Personalmente credo che la Corte Costituzionale non abbia in alcun modo restituito “dignità” al ruolo del “Giudice del lavoro”, non credo che responsabilità, proattività, uguaglianza e ragionevolezza siano minate e /o limitate dalla previsione di un “risarcimento crescente collegato all’anzianità di servizio” così come stabilito nella recente sentenza pubblicata l’8 novembre 2018. Non credo questo perché non ritengo che restituendo al “Giudice” la discrezionalità di cui si parla, si possa restituire tutta quella serie di “diritti, principi” presuntivamente violati.

Ma non è tutto. Credo altresì che la Corte abbia restituito un “problema”, ovvero proprio ciò che si dovrebbe evitare quando ci si trova innanzi alla “Giustizia”, due casi sostanzialmente analoghi trattati giuridicamente in modo diverso. Questo sì che è il tema centrale, il quotidiano accaduto nei Tribunali del lavoro d’Italia. Ma questo lo sa solo chi ha esperienza. La Corte restituisce ancora un altro problema irrisolto socialmente e politicamente: il dramma della perdita del posto di lavoro non sarà mai sanato dal “risarcimento previsto anche nella misura massima” e, laddove ciò in alcuni casi dovesse accadere ci troveremmo di fronte ad un’ingiustizia.

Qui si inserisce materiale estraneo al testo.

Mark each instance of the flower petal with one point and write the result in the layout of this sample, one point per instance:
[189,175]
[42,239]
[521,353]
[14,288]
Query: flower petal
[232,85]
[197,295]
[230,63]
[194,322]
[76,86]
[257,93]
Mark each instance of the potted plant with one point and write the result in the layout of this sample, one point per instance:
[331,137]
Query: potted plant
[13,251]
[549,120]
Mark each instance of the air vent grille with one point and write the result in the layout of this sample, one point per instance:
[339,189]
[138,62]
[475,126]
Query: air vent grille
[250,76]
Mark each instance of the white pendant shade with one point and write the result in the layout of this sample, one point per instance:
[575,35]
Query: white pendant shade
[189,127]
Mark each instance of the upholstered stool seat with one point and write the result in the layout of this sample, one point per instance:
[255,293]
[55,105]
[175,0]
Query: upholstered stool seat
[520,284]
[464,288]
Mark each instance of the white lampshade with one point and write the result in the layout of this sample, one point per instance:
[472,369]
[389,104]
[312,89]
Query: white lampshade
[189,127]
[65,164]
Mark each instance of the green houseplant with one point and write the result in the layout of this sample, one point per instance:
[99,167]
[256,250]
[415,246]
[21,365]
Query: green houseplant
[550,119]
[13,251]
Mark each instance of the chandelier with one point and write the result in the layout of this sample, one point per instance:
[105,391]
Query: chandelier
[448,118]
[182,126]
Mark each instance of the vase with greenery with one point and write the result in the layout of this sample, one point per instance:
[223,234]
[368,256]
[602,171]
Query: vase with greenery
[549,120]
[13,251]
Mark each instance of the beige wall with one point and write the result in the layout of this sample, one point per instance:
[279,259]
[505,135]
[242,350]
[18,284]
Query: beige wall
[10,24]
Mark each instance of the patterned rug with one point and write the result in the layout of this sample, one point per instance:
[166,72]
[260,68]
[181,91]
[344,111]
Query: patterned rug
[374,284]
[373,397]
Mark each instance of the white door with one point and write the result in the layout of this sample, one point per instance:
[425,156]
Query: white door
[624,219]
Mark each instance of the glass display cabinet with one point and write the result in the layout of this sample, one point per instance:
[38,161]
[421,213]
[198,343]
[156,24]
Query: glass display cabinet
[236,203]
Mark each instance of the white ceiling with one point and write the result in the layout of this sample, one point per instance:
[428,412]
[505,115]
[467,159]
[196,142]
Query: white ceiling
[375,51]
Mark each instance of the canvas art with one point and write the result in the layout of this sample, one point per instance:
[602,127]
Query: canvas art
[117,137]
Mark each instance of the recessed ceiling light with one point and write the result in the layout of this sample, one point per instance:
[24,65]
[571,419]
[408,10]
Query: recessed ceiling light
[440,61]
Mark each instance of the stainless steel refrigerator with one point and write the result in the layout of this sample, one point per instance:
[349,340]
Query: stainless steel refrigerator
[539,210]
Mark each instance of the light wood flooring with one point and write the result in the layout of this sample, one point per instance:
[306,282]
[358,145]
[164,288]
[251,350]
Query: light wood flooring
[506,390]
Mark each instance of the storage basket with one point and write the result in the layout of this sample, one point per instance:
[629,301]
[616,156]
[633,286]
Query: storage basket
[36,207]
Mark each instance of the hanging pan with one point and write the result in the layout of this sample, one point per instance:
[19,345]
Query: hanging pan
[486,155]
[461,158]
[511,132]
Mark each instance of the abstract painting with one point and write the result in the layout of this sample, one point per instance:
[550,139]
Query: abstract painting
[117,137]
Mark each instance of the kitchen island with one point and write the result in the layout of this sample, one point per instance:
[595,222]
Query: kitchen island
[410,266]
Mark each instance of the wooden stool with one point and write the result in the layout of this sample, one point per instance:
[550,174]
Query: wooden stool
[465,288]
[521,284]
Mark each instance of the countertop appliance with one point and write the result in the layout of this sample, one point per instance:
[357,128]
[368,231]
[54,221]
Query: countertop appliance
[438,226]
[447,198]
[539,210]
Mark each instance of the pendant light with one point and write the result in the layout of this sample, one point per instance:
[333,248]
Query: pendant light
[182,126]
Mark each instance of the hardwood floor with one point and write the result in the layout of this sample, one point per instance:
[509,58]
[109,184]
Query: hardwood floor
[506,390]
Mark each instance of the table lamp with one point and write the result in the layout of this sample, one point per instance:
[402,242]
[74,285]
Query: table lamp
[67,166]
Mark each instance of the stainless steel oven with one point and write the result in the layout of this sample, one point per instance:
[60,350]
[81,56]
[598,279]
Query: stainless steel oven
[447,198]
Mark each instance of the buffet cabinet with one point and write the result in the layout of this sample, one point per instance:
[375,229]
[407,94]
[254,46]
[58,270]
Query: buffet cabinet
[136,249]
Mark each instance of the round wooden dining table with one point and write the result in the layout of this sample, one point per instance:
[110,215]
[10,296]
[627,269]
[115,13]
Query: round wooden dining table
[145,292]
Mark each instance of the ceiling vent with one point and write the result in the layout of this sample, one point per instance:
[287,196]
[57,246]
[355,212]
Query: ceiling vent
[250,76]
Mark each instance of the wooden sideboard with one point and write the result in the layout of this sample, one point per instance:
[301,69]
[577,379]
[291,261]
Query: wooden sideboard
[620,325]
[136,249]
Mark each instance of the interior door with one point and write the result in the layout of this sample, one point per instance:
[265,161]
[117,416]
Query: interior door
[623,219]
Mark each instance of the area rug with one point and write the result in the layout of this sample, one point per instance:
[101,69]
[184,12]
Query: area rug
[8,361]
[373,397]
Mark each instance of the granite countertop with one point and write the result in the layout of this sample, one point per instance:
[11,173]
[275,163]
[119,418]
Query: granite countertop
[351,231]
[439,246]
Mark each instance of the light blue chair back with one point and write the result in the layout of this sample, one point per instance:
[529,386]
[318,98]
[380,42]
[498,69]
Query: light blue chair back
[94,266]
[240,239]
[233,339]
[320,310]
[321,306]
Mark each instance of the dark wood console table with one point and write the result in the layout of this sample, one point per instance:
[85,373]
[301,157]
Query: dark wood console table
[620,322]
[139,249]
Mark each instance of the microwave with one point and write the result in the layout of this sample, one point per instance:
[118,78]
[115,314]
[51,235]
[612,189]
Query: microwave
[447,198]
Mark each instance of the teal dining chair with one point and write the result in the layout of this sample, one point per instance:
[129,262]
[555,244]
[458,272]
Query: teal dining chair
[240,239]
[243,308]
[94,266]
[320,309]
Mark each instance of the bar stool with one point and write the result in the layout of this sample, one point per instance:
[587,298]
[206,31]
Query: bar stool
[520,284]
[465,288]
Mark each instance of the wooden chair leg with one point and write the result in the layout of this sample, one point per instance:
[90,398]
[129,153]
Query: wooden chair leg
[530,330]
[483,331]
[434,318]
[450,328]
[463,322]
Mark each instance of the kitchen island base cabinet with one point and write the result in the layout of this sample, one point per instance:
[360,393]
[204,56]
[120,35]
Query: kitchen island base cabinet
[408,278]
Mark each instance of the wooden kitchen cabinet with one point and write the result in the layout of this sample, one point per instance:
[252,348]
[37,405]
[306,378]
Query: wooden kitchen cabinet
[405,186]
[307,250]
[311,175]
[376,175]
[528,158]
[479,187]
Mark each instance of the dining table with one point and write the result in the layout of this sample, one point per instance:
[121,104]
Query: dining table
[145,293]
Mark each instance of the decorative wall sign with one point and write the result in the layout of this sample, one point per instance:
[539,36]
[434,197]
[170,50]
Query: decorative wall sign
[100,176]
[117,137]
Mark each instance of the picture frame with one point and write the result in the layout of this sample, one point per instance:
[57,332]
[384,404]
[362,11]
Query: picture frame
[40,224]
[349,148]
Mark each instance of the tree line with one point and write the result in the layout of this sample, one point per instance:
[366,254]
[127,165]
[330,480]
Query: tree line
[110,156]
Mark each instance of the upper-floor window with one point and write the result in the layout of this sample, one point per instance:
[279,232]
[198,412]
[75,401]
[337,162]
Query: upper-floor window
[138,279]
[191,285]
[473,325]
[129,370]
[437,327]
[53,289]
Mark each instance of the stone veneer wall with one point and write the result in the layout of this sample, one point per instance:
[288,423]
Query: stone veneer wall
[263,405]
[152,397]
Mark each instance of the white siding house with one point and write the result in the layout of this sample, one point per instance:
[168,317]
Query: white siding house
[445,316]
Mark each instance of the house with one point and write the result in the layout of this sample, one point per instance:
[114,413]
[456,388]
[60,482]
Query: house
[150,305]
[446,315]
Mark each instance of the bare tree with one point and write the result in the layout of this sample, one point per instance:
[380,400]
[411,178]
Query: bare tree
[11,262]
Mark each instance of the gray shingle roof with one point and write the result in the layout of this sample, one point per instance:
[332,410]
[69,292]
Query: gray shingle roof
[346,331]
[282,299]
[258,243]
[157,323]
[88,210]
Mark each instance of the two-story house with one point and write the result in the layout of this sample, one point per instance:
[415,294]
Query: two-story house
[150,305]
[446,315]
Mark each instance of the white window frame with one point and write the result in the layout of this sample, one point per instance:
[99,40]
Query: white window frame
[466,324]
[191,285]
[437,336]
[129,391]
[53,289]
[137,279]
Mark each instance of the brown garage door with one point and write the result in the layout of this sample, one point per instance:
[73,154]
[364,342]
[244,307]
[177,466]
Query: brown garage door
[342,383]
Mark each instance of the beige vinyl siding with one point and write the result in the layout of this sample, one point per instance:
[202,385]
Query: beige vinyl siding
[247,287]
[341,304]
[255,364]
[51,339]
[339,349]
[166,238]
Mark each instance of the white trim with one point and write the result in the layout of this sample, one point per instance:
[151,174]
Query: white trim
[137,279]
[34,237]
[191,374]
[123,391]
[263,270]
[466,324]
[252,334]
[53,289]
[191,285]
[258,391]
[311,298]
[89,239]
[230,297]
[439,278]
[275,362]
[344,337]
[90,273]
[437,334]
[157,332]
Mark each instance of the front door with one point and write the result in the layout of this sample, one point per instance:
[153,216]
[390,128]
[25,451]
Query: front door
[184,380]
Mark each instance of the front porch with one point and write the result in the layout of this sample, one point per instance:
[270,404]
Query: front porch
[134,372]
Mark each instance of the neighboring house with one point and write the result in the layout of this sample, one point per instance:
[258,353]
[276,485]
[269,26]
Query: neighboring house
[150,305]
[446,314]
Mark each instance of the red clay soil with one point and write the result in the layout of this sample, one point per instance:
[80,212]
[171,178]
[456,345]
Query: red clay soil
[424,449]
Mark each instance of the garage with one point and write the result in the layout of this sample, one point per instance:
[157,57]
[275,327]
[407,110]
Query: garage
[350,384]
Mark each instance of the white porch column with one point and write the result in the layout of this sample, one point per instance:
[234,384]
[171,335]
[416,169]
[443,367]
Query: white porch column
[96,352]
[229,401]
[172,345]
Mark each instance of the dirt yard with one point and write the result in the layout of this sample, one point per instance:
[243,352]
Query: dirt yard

Il “dramma” si neutralizza solo con la certezza di trovare un altro posto di lavoro in un tempo ragionevole, un tempo che consenta di guardare al futuro senza timore di rimanere inoccupato a vita. Sapete di cosa parlo? Le famose politiche attive. Ancora una volta si ribalta verso l’impresa – che in realtà è lo strumento per la realizzazione dell’occupazione – l’inconsistenza delle politiche del lavoro.